The mystery as to why a top prosecutor working on the Durham investigation abruptly resigned has been solved. It is exactly what we thought it was:
A former federal prosecutor who helped investigate the origins of the Trump-Russia probe said Wednesday she left the team because of concerns with then-Attorney General William Barr’s public comments about the case and because she strongly disagreed with a draft of an interim report he considered releasing before the election.
“I simply couldn’t be part of it. So I resigned,” Nora Dannehy told Connecticut state legislators during her confirmation hearing as a nominee to the state Supreme Court. It marked the first time Dannehy has spoken publicly about her sudden resignation from the probe overseen by former special counsel John Durham.

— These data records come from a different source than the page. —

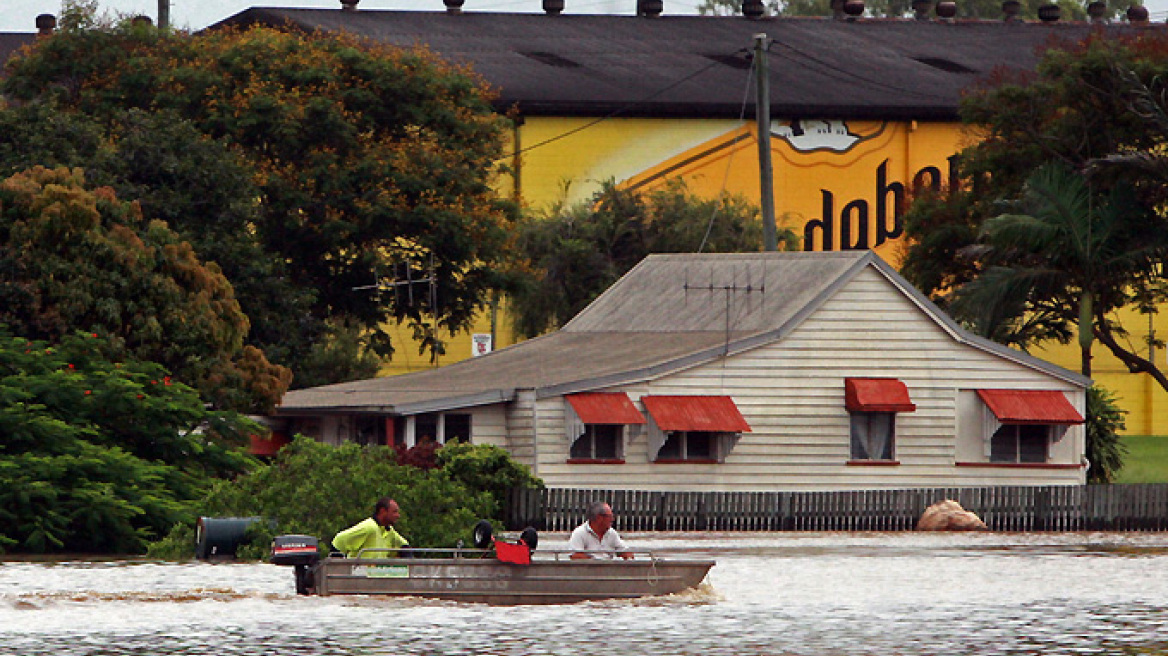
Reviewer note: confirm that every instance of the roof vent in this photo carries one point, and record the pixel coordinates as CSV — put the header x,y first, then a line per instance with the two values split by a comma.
x,y
1138,14
46,23
551,58
1010,11
649,8
946,65
753,8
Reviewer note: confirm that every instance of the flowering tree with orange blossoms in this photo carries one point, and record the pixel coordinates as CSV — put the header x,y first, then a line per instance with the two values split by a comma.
x,y
373,164
74,258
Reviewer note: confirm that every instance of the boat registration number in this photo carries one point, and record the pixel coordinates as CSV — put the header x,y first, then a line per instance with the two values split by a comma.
x,y
387,571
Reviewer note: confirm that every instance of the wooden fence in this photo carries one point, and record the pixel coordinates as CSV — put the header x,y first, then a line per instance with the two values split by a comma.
x,y
1049,508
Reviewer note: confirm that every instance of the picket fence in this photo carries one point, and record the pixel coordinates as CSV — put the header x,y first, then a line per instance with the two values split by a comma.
x,y
1016,508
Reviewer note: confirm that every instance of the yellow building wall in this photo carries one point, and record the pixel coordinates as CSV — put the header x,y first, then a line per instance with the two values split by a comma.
x,y
839,179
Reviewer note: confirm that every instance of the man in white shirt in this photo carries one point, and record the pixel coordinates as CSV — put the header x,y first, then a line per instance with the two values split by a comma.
x,y
596,537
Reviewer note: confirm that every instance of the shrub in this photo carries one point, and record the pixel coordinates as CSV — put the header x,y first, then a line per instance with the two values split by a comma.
x,y
1105,420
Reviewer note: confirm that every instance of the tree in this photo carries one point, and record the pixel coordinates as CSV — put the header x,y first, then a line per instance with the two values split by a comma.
x,y
1062,259
197,186
102,453
1085,104
369,161
988,9
318,489
1105,451
578,251
74,258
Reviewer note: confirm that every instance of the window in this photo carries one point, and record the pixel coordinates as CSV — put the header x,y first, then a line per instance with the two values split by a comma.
x,y
425,428
1020,442
457,428
689,445
873,435
442,427
596,425
599,441
369,430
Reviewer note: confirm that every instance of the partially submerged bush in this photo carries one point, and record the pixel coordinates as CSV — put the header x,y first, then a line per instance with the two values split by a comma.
x,y
318,489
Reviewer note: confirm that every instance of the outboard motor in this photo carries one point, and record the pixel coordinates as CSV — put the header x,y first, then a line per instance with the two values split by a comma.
x,y
300,552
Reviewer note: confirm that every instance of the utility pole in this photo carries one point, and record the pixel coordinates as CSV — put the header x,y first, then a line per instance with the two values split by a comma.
x,y
765,171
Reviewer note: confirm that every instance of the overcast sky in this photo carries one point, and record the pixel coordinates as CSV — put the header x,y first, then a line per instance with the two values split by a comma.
x,y
20,15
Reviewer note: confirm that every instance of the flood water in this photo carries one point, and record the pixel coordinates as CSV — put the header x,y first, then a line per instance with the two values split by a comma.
x,y
769,594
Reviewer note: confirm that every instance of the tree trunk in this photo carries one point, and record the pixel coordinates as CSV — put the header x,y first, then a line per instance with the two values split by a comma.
x,y
1086,330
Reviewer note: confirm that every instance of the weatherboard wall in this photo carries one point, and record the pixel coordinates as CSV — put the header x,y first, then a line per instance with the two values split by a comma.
x,y
791,392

Durham, a former U.S. attorney for the District of Connecticut, was appointed in the spring of 2019 by Barr to investigate potential wrongdoing by government officials and others in the early days of the FBI probe into ties between the Trump 2016 presidential campaign and Russia. Trump expected the investigation to expose what he and his supporters alleged was a “deep state” conspiracy to undermine his campaign, but the slow pace of the probe – and the lack of blockbuster findings – contributed to a deep wedge between the president and Barr by the time the attorney general resigned in December 2020.
The investigation concluded last May with underwhelming results: A single guilty plea from a little-known FBI lawyer, resulting in probation, and two acquittals at trial by juries.
Dannehy, who was the first woman to serve as U.S. attorney for the District of Connecticut, told Connecticut lawmakers that politics had “never played a role” in how she was expected to carry out her job as a federal prosecutor and “that was the Justice Department I thought I was returning to” when she ultimately joined Durham’s team.
“I had been taught and spent my entire career at Department of Justice conducting any investigation in an objective and apolitical manner,” she said. “In the spring and summer of 2020, I had growing concerns that this Russia investigation was not being conducted in that way. Attorney General Barr began to speak more publicly and specifically about the ongoing criminal investigation. I thought these public comments violated DOJ guidelines.”
Dannehy said Barr’s comments were “certainly taken in a political way by reports. Whether he intended that or not, I don’t know.”
She declined to detail what happened during her time with the investigation because it involved highly classified information.
Bill Barr was the biggest partisan hack since Ed Meese in the Reagan administration — maybe John Mitchell, who spent 19 months in jail for his corruption. He’s now a Never Trumper but he was his top henchman for two years. This was an important resignation because it exposed not only Barr’s corruption but Durham’s as well. He had worked with Dannehy for years and when she refused to go along it was a sign that the investigation had gone terribly off the rails.